Se estima que el alumbrado público representa el 40% de la facturación por electricidad de una ciudad, y las ciudades que han evolucionado hacia las luces LED reportan grandes ahorro – Detroit asegura que ha ahorrado $2.5m de su facturación anual.

En Glasglow, la alcaldía ha llevado la idea un poco más allá, ajustando luces inteligentes en el alumbrado público con sensores de sonido y conectándolos a cámaras CCTV para que, cuando el ruido llegue a un nivel específico, se envíe una alerta al centro de operaciones para evaluar si la causa es actividad criminal.

La alcaldía le informó a la BBC que aún no tienen información significativa de cómo se está desempeñando este nuevo sistema.

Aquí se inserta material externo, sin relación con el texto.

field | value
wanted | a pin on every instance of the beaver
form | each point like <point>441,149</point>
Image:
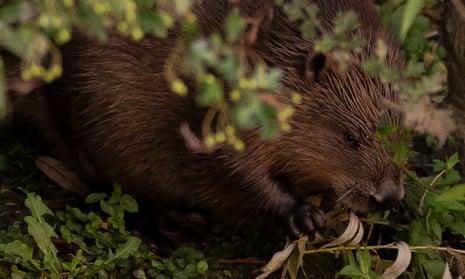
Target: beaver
<point>112,118</point>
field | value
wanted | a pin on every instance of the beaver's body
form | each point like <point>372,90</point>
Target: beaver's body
<point>111,117</point>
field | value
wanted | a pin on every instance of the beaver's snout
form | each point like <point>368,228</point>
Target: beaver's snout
<point>388,194</point>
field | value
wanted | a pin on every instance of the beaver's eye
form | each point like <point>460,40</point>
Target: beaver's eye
<point>351,140</point>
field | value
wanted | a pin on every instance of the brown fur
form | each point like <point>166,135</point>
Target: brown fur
<point>111,117</point>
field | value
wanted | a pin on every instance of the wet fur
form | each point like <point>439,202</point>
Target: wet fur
<point>111,117</point>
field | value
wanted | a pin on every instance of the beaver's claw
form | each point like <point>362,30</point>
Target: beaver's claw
<point>306,219</point>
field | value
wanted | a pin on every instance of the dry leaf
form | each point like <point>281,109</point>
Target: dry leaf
<point>404,255</point>
<point>353,233</point>
<point>277,261</point>
<point>66,179</point>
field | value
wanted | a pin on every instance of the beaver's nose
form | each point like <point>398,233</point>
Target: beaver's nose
<point>388,193</point>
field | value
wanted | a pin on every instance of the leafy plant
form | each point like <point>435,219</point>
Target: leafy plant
<point>96,246</point>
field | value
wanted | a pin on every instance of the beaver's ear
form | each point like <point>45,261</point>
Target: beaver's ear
<point>313,64</point>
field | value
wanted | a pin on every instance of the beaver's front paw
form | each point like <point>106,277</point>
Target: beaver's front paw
<point>305,219</point>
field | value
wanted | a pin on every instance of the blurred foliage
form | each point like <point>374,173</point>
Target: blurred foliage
<point>91,245</point>
<point>238,96</point>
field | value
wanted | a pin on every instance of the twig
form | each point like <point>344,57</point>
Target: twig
<point>377,247</point>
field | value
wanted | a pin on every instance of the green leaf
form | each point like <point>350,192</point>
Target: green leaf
<point>129,204</point>
<point>202,267</point>
<point>36,206</point>
<point>20,249</point>
<point>350,270</point>
<point>127,249</point>
<point>411,10</point>
<point>457,227</point>
<point>455,193</point>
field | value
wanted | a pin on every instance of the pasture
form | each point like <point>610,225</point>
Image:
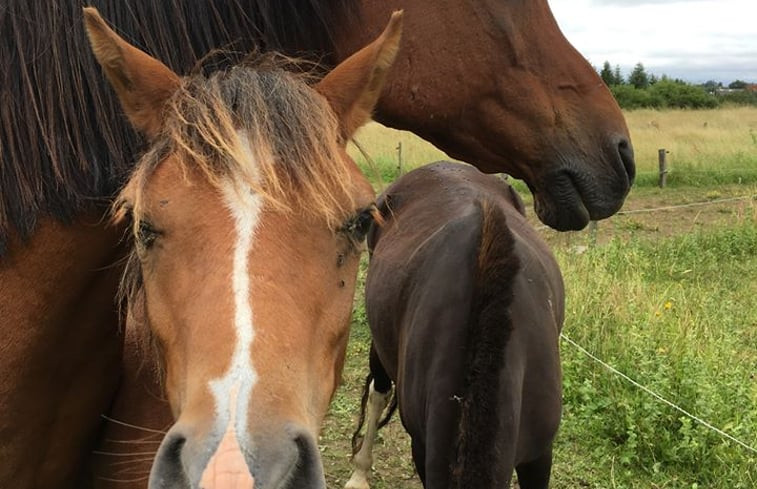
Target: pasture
<point>664,296</point>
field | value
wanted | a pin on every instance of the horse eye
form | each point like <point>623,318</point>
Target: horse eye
<point>146,234</point>
<point>357,226</point>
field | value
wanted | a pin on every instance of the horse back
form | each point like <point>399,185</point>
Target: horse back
<point>456,321</point>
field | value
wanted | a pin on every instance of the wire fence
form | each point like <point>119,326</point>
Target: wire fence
<point>675,207</point>
<point>657,396</point>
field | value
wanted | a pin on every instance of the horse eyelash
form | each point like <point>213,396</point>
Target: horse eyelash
<point>147,234</point>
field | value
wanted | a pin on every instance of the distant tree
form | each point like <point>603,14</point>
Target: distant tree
<point>711,86</point>
<point>737,84</point>
<point>638,77</point>
<point>618,76</point>
<point>607,75</point>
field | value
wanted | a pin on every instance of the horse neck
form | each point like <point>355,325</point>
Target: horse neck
<point>61,347</point>
<point>484,415</point>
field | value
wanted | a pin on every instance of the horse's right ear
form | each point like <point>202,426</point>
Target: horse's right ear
<point>354,86</point>
<point>143,84</point>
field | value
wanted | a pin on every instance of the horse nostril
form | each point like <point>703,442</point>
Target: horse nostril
<point>172,448</point>
<point>625,150</point>
<point>168,468</point>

Esto es solo un ejemplo de cómo las ciudades conectadas pueden virar de su propósito original hacia territorios completamente nuevos, lo cual puede no ser siempre lo más cómodo para sus habitantes.

La tecnología puede ayudar a imponer orden y eficiencia en el paisaje urbano, pero quienes viven allí esperan que mantengan el ritmo rápido y frenético. Es la razón por la que muchas las aman.

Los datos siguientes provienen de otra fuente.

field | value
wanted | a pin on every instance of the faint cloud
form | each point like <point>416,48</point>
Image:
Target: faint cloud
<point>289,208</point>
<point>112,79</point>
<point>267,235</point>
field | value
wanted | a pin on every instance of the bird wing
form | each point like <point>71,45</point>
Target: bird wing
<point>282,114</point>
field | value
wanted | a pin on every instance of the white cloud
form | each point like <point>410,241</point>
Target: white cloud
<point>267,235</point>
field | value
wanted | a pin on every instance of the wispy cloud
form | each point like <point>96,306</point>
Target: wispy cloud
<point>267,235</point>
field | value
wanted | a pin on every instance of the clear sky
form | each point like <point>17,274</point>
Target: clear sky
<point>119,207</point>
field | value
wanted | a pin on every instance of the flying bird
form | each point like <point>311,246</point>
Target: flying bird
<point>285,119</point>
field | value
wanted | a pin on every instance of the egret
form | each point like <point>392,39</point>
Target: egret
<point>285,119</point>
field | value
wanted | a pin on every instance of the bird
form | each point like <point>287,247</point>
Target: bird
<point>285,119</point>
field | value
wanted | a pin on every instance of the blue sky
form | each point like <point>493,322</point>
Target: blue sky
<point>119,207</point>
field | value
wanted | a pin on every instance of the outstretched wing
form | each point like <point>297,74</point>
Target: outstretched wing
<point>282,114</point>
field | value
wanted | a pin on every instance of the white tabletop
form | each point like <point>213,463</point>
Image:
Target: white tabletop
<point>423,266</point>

Caso de estudio: Barcelona

Barcelona tiene una impresionante red de fibra óptica de 500KM (311 millas), que actúa como columna vertebral para una gran cantidad de servicios conectados, así como para proporcionar wi-fi a los ciudadanos de toda la ciudad.

El alumbrado de la ciudad funciona duramente:

  • 1100 postes de luz han sido convertidos a LED, reduciendo costos en 30%.
  • Los sensores de luz pueden determinar cuándo las personas caminan debajo de ellas y encenderse o atenuarse al detectar movimiento.
  • Forman parte de la red Wi-Fi.
  • Poseen sensores para medir la calidad del aire.

Hay 19.500 medidores inteligentes en áreas sensibles de la ciudad para monitorear y optimizar el consumo de energía.

Los contenedores de basura inteligentes monitorean los niveles de desechos para optimizar las rutas de recolección.

En cuanto a transporte, Barcelona tiene extensos sistemas de carros eléctricos y bicicletas compartidas, mientras las paradas digitales de bus no solo dan actualizaciones a los usuarios de cuándo llegarán las unidades, sino que además tienen estaciones de cargas, información gratuita vía wi-fi y detalles de las mejores aplicaciones para conocer mejor la ciudad.

Los conductores pueden aprovechar la aplicación ApparkB que identifica lugares vacíos para estacionar y permite cancelar el estacionamiento en línea.

Incluso los sistemas de irrigación de los parques de Barcelona están conectados a la red.

Sensores monitorean la lluvia y la humedad, permitiendo a los trabajadores del parque cuánta agua es necesaria en cada área, lo que ha permitido un ahorro del 25% en la facturación del agua.

Barcelona ha convertido su sistema Sentilo en uno de código abierto y lo ha puesto a disposición de otras ciudades.

A través del sistema, la información es compartida con los ciudadanos.